There are many points during the cancer immunity cycle where immunity can fall short, allowing the cancer to continue to grow. This can be due to built-in regulatory systems that keep the immune system from responding too strongly and harming healthy tissue, or due to defense mechanisms set up by the cancer. For example, cancer cells often closely resemble normal cells, so some or all of the cancer cells in a particular tumor may not produce any unfamiliar molecules (antigens) that are strongly recognized by the immune system. Similarly, the cancer cells may not produce enough “danger signals” when they die, allowing them to remain unnoticed. At the antigen presentation phase, antigen-presenting cells may not be activated enough, and may not provide sufficient “go” signals to the T cells to induce a strong response. T cells themselves also contain “checkpoints” – built-in systems that prevent overactivation and unwanted attacks against healthy tissues. However, these checkpoints can also minimize wanted activation, limiting the functions of T cells with the potential to recognize and eliminate cancer cells. Activated T cells may also fail to make their way to tumors, or may fail to infiltrate them due to the defensive systems of the tumor, which often make the tumor environment inhospitable for T cells. Even T cells that do manage to make their way into tumors may be limited by the harsh environment within the tumor or by other immune cells that the tumor has recruited to aid in its defense. Tumors may also take advantage of other T cell checkpoints to inactivate T cells that have already infiltrated, and suppress their tumor-killing functions. Finally, even when T cells launch a successful attack against the antigens they are programmed to target, not all cancer cells are the same, and some cancer cells that do not contain the antigen may still be able to escape from the T cell attack and go on to thrive.

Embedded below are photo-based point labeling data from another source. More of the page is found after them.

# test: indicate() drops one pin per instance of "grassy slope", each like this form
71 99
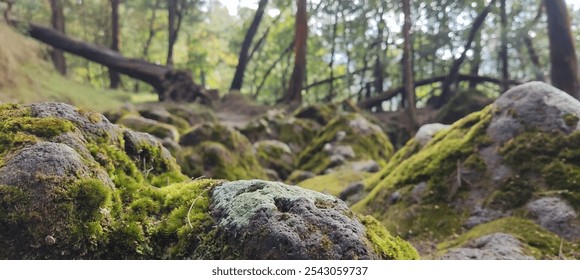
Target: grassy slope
25 77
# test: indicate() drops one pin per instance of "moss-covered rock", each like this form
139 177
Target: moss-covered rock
218 151
274 221
517 157
74 186
321 113
276 125
275 155
152 127
348 137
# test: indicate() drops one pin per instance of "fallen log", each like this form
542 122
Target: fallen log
170 84
387 95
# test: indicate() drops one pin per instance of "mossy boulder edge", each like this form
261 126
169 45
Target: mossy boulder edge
75 186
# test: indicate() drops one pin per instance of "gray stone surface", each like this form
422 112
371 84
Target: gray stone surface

Enhancing the cancer immunity cycle
Most forms of cancer immunotherapy involve enhancing the cancer immunity cycle or reducing challenges to it. For example, chemotherapy, radiation, and oncolytic viruses can be used to initiate the cancer immunity cycle by killing off cancer cells, causing them to release antigens and danger signals that kickstart an immune response. Cancer vaccines or dendritic cells pre-loaded with antigens may also be used to deliver cancer antigens and activate the immune system. Of particular interest are cancer vaccines using neoantigens, which are based on specific mutations found in the cancer cells. Other therapies can be used to provide the extra “go” signals (such as cytokines) that activate T cells, or to block the natural checkpoints that would otherwise tell the T cells to slow down or stop. T cell therapy can also be used to deliver high numbers of T cells that recognize cancer antigens and are already activated and ready to attack. More therapies are also available to help T cells and other cancer-fighting immune cells to infiltrate tumors or take down the tumor’s defense systems so that infiltrating cells can remain strong in the intense fight against cancer cells.